You can, hypothetically, release the source code of a project under a license that prohibits compilation of that source code (or, prohibits running anything other than the paid binary of the source code). This would allow people to view and theoretically vet the code; they just can run it (legally) without paying for it.
Not that I would like to encourage such behavior, or think that it's valuable. But it's an important distinction to remember.
> release the source code of a project under a license that prohibits compilation of that source code
Such a license would qualify for neither "open source" nor "free software" under the relevant official definitions though.

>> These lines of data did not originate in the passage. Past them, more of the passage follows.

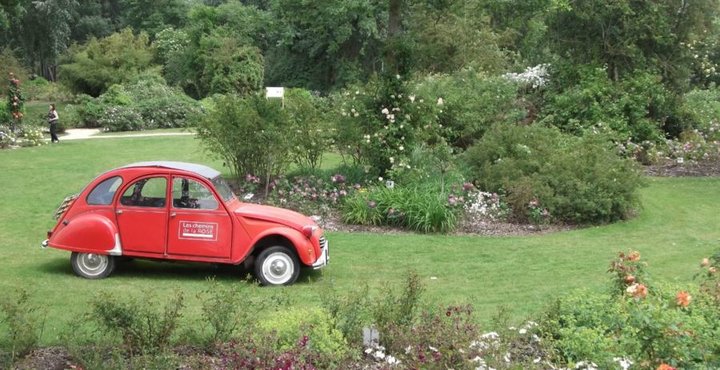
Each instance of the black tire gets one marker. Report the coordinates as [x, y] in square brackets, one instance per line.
[92, 265]
[277, 265]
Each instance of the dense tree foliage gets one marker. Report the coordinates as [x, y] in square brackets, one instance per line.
[96, 65]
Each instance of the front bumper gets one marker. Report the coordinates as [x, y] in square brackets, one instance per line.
[324, 256]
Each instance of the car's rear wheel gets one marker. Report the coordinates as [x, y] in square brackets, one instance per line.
[277, 265]
[92, 265]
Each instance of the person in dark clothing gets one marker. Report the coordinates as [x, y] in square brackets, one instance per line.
[52, 119]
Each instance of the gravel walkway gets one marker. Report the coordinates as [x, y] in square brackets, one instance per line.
[92, 133]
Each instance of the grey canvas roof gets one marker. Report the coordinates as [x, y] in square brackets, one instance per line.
[199, 169]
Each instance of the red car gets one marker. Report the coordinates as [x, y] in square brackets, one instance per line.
[182, 212]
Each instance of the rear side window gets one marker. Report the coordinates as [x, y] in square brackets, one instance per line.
[147, 192]
[104, 191]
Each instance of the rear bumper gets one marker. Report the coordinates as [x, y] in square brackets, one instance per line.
[324, 257]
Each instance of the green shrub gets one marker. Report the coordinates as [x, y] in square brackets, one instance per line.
[4, 115]
[312, 325]
[231, 308]
[249, 133]
[577, 180]
[38, 88]
[312, 133]
[7, 137]
[349, 310]
[380, 122]
[85, 111]
[121, 118]
[631, 109]
[646, 324]
[32, 136]
[465, 117]
[143, 326]
[91, 68]
[144, 104]
[20, 326]
[701, 109]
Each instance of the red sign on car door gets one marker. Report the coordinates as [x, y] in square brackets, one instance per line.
[198, 225]
[142, 215]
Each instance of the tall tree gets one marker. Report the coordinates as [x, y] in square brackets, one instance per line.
[320, 45]
[44, 33]
[152, 16]
[626, 35]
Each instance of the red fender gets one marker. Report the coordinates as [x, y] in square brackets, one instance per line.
[303, 246]
[89, 233]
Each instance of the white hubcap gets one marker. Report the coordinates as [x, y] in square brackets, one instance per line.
[92, 264]
[278, 268]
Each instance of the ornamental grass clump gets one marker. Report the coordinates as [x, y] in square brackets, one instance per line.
[416, 208]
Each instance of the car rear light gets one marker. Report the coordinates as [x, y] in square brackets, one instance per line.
[309, 230]
[67, 202]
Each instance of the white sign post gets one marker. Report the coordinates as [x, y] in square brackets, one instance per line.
[275, 92]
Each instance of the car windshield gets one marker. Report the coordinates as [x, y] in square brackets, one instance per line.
[223, 189]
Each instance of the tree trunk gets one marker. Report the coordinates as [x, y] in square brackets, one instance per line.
[394, 31]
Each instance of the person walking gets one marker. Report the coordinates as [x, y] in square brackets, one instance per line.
[52, 119]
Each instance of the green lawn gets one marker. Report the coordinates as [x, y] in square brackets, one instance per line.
[678, 225]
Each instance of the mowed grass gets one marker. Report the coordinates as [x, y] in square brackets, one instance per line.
[678, 225]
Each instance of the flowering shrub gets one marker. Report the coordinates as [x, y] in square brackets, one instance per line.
[653, 326]
[695, 146]
[310, 194]
[578, 180]
[472, 103]
[383, 120]
[121, 118]
[483, 206]
[312, 132]
[534, 77]
[631, 108]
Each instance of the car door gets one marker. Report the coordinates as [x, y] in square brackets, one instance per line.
[199, 225]
[142, 215]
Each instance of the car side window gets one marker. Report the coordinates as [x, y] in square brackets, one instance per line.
[103, 193]
[189, 193]
[147, 192]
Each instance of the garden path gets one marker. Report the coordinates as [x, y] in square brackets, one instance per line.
[92, 133]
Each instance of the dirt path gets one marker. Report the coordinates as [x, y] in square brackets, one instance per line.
[93, 133]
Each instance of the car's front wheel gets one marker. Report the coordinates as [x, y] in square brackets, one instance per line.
[277, 265]
[92, 265]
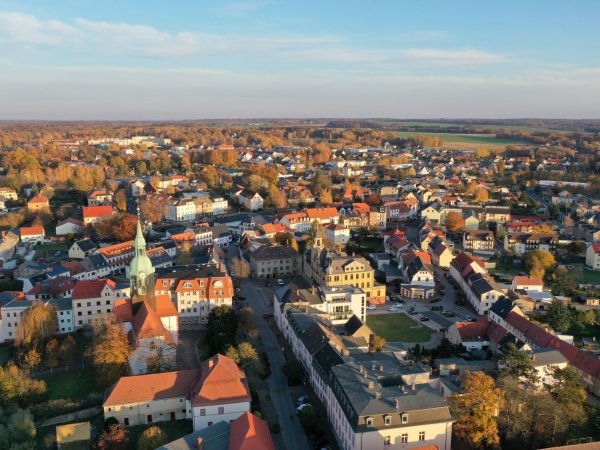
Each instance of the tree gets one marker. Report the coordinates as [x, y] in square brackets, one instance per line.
[559, 316]
[152, 438]
[161, 357]
[221, 329]
[115, 438]
[539, 261]
[152, 208]
[455, 222]
[475, 409]
[37, 324]
[109, 352]
[516, 364]
[31, 360]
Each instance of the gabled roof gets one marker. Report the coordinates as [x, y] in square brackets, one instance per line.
[222, 381]
[248, 432]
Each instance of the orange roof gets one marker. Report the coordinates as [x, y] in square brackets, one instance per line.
[222, 381]
[321, 213]
[144, 388]
[97, 211]
[146, 324]
[248, 432]
[32, 231]
[39, 199]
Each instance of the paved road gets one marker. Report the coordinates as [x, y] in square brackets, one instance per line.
[293, 434]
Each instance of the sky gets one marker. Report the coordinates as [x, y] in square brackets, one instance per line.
[180, 59]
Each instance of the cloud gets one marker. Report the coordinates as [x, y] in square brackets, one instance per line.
[466, 57]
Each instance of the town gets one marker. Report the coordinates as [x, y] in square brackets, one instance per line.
[219, 287]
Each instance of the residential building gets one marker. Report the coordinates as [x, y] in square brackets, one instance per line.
[478, 241]
[324, 267]
[521, 243]
[273, 261]
[217, 392]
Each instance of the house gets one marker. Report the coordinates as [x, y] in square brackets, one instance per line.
[94, 214]
[69, 226]
[592, 256]
[478, 241]
[217, 392]
[273, 262]
[32, 235]
[521, 243]
[527, 283]
[38, 203]
[337, 234]
[247, 432]
[82, 249]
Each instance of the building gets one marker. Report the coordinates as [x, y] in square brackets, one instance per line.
[478, 241]
[95, 214]
[38, 203]
[337, 234]
[521, 243]
[182, 210]
[195, 290]
[247, 432]
[32, 235]
[324, 267]
[217, 392]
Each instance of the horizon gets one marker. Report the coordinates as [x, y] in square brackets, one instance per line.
[267, 58]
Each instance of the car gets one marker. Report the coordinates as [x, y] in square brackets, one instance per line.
[301, 407]
[302, 400]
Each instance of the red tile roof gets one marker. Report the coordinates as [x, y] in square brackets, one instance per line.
[222, 381]
[91, 288]
[145, 388]
[248, 432]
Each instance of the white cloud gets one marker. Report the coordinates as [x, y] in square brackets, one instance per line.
[465, 57]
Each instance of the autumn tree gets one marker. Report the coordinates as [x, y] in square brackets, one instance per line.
[115, 438]
[455, 222]
[475, 410]
[38, 323]
[152, 438]
[538, 262]
[109, 352]
[161, 357]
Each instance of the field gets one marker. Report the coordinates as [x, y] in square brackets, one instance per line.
[467, 141]
[398, 328]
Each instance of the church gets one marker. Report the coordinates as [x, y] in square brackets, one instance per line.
[151, 320]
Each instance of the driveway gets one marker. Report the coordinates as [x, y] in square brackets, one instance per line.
[281, 398]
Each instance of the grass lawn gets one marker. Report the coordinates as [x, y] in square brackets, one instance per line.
[74, 384]
[174, 430]
[398, 328]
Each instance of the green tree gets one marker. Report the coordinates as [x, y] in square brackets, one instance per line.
[221, 329]
[152, 438]
[559, 316]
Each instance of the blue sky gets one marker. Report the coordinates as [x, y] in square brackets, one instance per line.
[265, 58]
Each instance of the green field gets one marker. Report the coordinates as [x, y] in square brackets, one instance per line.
[398, 328]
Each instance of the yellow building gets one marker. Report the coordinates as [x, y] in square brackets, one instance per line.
[325, 267]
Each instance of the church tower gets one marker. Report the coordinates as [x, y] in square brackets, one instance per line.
[141, 274]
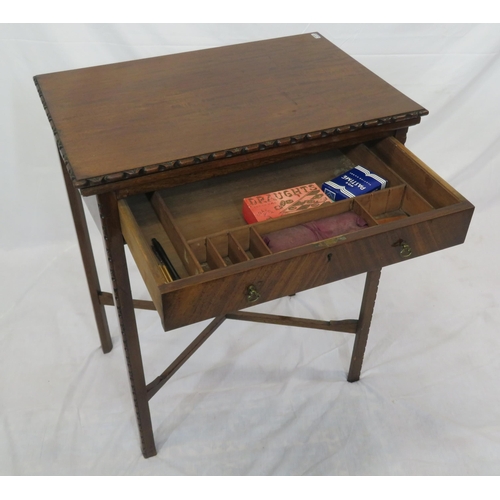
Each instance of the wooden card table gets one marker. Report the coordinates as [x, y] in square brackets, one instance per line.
[169, 146]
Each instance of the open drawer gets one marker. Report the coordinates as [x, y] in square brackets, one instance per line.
[226, 265]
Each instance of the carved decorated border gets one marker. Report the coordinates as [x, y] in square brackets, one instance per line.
[218, 155]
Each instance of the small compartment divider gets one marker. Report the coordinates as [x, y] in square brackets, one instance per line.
[360, 210]
[214, 258]
[258, 247]
[180, 244]
[235, 251]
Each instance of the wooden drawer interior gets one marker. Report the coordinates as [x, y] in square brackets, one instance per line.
[202, 230]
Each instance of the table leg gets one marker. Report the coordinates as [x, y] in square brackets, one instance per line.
[365, 318]
[114, 243]
[82, 232]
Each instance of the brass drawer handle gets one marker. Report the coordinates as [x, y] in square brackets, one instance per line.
[405, 251]
[252, 294]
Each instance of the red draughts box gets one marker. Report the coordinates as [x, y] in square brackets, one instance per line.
[279, 203]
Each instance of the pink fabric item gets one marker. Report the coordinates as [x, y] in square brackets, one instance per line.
[317, 230]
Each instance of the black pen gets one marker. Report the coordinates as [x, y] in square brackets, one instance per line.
[164, 259]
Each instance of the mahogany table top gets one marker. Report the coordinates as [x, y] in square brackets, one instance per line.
[113, 118]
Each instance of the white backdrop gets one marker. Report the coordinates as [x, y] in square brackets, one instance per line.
[271, 401]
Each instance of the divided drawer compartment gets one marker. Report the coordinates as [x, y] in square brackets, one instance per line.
[225, 264]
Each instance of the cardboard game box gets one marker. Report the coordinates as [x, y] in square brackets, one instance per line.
[279, 203]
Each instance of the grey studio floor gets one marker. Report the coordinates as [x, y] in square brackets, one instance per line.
[256, 400]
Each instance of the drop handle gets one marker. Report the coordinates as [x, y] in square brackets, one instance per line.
[252, 294]
[405, 248]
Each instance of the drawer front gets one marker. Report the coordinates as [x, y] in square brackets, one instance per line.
[329, 261]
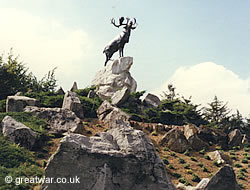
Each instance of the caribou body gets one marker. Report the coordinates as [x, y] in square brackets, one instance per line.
[119, 42]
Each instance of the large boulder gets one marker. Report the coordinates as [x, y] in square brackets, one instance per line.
[18, 133]
[191, 134]
[73, 103]
[200, 186]
[114, 77]
[109, 113]
[61, 121]
[120, 96]
[120, 159]
[220, 157]
[18, 103]
[235, 138]
[175, 140]
[152, 100]
[224, 179]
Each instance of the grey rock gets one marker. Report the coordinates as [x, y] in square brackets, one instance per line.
[60, 91]
[120, 96]
[73, 103]
[120, 159]
[224, 179]
[18, 133]
[109, 113]
[152, 100]
[219, 157]
[235, 138]
[61, 121]
[74, 87]
[175, 140]
[91, 94]
[18, 103]
[114, 77]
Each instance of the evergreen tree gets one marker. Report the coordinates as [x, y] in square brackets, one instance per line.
[217, 113]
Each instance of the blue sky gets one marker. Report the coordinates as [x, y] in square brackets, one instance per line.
[172, 38]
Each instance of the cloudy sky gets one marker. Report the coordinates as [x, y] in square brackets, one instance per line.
[201, 47]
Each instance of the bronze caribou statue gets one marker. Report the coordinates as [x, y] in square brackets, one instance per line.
[119, 42]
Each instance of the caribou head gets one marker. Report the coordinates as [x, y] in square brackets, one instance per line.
[119, 42]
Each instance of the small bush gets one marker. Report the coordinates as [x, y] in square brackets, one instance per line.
[189, 171]
[154, 133]
[207, 157]
[187, 166]
[3, 105]
[187, 153]
[237, 165]
[176, 175]
[233, 157]
[90, 106]
[170, 166]
[243, 170]
[232, 152]
[216, 163]
[202, 151]
[236, 147]
[166, 149]
[244, 161]
[200, 164]
[172, 154]
[165, 160]
[196, 178]
[241, 176]
[182, 161]
[193, 159]
[182, 180]
[204, 169]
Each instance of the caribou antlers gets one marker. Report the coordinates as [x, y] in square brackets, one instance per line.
[129, 23]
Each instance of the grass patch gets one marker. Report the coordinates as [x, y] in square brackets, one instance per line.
[16, 161]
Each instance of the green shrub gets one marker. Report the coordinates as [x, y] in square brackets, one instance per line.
[216, 163]
[196, 178]
[187, 166]
[243, 170]
[154, 133]
[170, 166]
[90, 106]
[207, 157]
[189, 171]
[236, 147]
[172, 154]
[202, 151]
[165, 160]
[204, 169]
[84, 92]
[237, 165]
[3, 105]
[241, 176]
[244, 161]
[193, 159]
[16, 162]
[218, 148]
[182, 161]
[233, 157]
[187, 153]
[232, 152]
[166, 149]
[47, 99]
[200, 164]
[176, 175]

Yes, it would be reviewable for bugs and probably preferrable to a blob. But without the ability to verify the complication you'd have no assurance that the proprietary code was actually built with the reviewed source. Basically this would just be a stunt.
If the license said that you were in violation if you executed the built code but there was instructions to build the exact version that is distributed it would still allow people to verify that the binary was built from the provided source.
I recall Transgaming Wine had a model that was effectively this, it was difficult for a laymen to build the source and binaries couldn't be distributed freely but the source was still available.
No, that's wrong. The term "open source" as commonly used has a formal definition (http://opensource.org/osd-annotated) and this violates the very first term.
That is "source visible", I guess. But please don't confuse terminology: it's neither "open source" nor "free software".
Sure, I guess. But if you don't trust your own system, it doesn't really matter whether you use their code or not. That said, "Reflections on Trusting Trust" is mentioned far too often, without people fully understanding the fact that it would be incredibly difficult, if not impossible to pull something like that off.
If the UI module does encryption and decryption, and if the said encryption is good enough, why would you care if the transport layer steals your encrypted data?
The transport layer is running on the same computer at the same trust level as the encryption layer, which means it can intercept the unencrypted data. Even if the developer's 100% honest it's easy for them to accidentally create a remote code execution vulnerability that allows an attacker to do this.
Interestingly, you can. Limewire was open source, but charged for a "pro" version. (which was also open source, with the exception of some build files)
The biggest problem with all of it was that there were a bunch of scam sites that added malware, built binaries, and bought "lime wire" keywords on google.
On the other hand, I don't think OSS is to blame for that--the scam sites could have just as easily distributed any binary.
Only enterprise companies can survive on the support business model; it doesn't work for consumer or SMB because they just won't buy support contracts (I'm not counting scams).
That doesn't invalidate the point above though that in the modern world a tool like this can only be considered "secure" if the implementation(s) are completely open. It's just a poor product decision on the part of BitTorrent.